To Dr. Sims, that sentiment from an IMSA student who joins him in medicine represents what he sees as a core goal of the school and his involvement in its governance: to bring the integration of science and critical, creative thinking into the practice of 21st Century medicine. “Our culture as a whole will not move away from the basic tenet of serving people, and healthcare and medicine are a privilege in the sense that they allow people to take their gifts and do something good for others. But the nuances of how you get there will continue to evolve,” he said.
The future of medicine, he added, involves helping equip people with the ability and tools to better take responsibility for their own health and wellness. IMSA graduates, he believes, will not only be conscientious physicians and scientists, he sees them taking the kinds of risks and entrepreneurial approaches that will make a difference in people’s lives beyond their mastery of science, something Dr. Zaveri embraces.

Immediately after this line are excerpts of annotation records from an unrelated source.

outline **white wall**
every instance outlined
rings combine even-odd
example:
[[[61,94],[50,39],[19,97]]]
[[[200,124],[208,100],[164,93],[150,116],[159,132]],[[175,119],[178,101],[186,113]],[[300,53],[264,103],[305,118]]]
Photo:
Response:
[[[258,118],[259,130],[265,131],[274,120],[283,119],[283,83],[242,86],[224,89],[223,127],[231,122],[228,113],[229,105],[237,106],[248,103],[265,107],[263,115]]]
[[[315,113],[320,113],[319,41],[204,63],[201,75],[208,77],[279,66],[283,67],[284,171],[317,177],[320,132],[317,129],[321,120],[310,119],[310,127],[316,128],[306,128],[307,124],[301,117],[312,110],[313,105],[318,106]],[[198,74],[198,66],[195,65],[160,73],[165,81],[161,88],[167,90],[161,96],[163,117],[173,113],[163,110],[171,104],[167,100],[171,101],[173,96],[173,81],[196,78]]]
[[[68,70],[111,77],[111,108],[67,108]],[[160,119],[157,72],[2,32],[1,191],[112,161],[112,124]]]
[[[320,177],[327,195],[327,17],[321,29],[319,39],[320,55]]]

“IMSA helped me see that medicine could be the right direction for me. It helps me see a new issue or problem with a patient in terms of ‘how can I fix this? How can I improve on what’s already there’?” she said.
“Having a different way of thinking from an early age sets you up for how you’re going to think the rest of your life. I never have a feeling that a problem is too big to take on, or that anything is too much of a challenge.”